Economic Injury Disaster Loans
These low-interest loans, which were previously only available to businesses affected by natural disasters, are now available to businesses with up to 500 employees that can demonstrate a financial loss due to the coronavirus pandemic.
Eligible businesses can get up to $150,000 in working capital for up to six months. More than $25,000 in collateral is necessary. Operating expenses, such as fixed debt payments, can be paid with money borrowed through an EIDL. EIDLs are not eligible for loan forgiveness, unlike PPP loans, however payments are suspended for a year.
Microloans and SBA 7(a) Loans
The SBA provides a number of alternative loan programs for small-business owners who have been affected by the coronavirus. Your business needs and the specific loan program will determine how much you can borrow and in what circumstances.
Microloans, for example, have a maximum loan amount of $50,000. The maximum size of a standard 7(a) loan is $5 million. SBA Express loans, which are part of the 7(a) program, are ordinarily limited to $350,000, but the Economic Aid Act of late last year increased the maximum to $1 million from January 1 to October 1, 2021. After that, Express loans will have a maximum limit of $500,000.
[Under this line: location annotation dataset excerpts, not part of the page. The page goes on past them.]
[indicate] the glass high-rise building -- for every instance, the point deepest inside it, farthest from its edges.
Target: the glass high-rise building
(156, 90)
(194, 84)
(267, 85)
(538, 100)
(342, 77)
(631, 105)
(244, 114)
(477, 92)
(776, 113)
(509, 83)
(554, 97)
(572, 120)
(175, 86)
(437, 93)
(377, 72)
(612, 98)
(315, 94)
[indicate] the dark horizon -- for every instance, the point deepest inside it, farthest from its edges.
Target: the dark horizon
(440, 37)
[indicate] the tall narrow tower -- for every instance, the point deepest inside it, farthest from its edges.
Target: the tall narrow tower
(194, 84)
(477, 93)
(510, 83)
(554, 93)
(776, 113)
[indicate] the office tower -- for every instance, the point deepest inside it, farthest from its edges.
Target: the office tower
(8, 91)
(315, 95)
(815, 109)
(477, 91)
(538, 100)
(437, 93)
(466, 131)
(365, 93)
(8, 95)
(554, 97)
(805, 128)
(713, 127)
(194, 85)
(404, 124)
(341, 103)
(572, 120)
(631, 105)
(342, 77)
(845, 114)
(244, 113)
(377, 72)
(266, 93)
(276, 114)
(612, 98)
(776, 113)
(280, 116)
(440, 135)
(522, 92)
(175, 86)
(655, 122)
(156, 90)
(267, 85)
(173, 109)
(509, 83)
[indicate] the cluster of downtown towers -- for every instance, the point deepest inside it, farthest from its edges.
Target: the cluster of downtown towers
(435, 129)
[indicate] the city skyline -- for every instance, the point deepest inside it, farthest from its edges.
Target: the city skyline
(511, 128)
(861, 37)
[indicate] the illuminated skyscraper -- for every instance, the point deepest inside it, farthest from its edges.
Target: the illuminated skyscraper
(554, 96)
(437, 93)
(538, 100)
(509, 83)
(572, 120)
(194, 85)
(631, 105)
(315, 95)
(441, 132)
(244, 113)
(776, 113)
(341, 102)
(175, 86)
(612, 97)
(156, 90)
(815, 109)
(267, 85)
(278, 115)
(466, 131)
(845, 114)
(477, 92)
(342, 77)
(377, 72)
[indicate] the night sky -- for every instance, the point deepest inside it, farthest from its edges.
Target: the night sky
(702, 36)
Microloans cannot be used to refinance existing debt, for example, although 7(a) loans can. Working capital can be financed with funds from either loan program. These loans are not forgiven, but they qualify for the Small Business Administration’s debt relief program, which was recently expanded to include coronavirus treatment. On loans approved between February 1 and September 30, 2021, the SBA will cover the first six months of principle and interest.
Shuttered Venue Operators Grants
Operators of Shuttered Venues Theaters, live music venues, talent agencies, and select museums, zoos, and aquariums that can show a revenue loss of at least 25% are eligible for SBA grants. Some promoters and producers are also eligible.
The SVO grant program is relatively new, and applications are not being accepted at this time. Businesses that lost at least 90% of their revenue between April and December 2020 will get first dibs on grant awards once the program is open, followed by those that lost at least 70%, and finally all other qualifying businesses. These high-priority groups may be eligible for additional funding.
Qualifying sites are eligible for up to $10 million in funding, though most would receive far less. Depending on when your business started, the exact amount depends on sales, which is either 45 percent of 2019 gross income or average monthly gross revenue. The funds can be used for business expenses such as leases and mortgage payments, as well as worker protection, state and municipal taxes, and debt repayment.
Other grant programs
For businesses in need of capital, loans aren’t the only choice. Thousands of grants, including those granted by federal, state, and local government entities, are available to qualified small businesses.
Are you unsure where to begin your search for a grant? Try the chamber of commerce, the Small Business Development Center, or the Economic Development Administration office in your area.
Grants.gov and GrantWatch.com are two databases that provide a complete, searchable list of available grants (note: GrantWatch.com keeps grant details behind a paywall).
Applying for every grant under the sun is not the greatest way. Do your homework and apply for grants that are a good fit for both you and the funder.
Don’t waste your time applying for something you are not eligible for. Take the time to find out about what past grants the organization has funded and who won the awards. By learning all you can, you will have more context to frame your proposal and be better positioned for a win.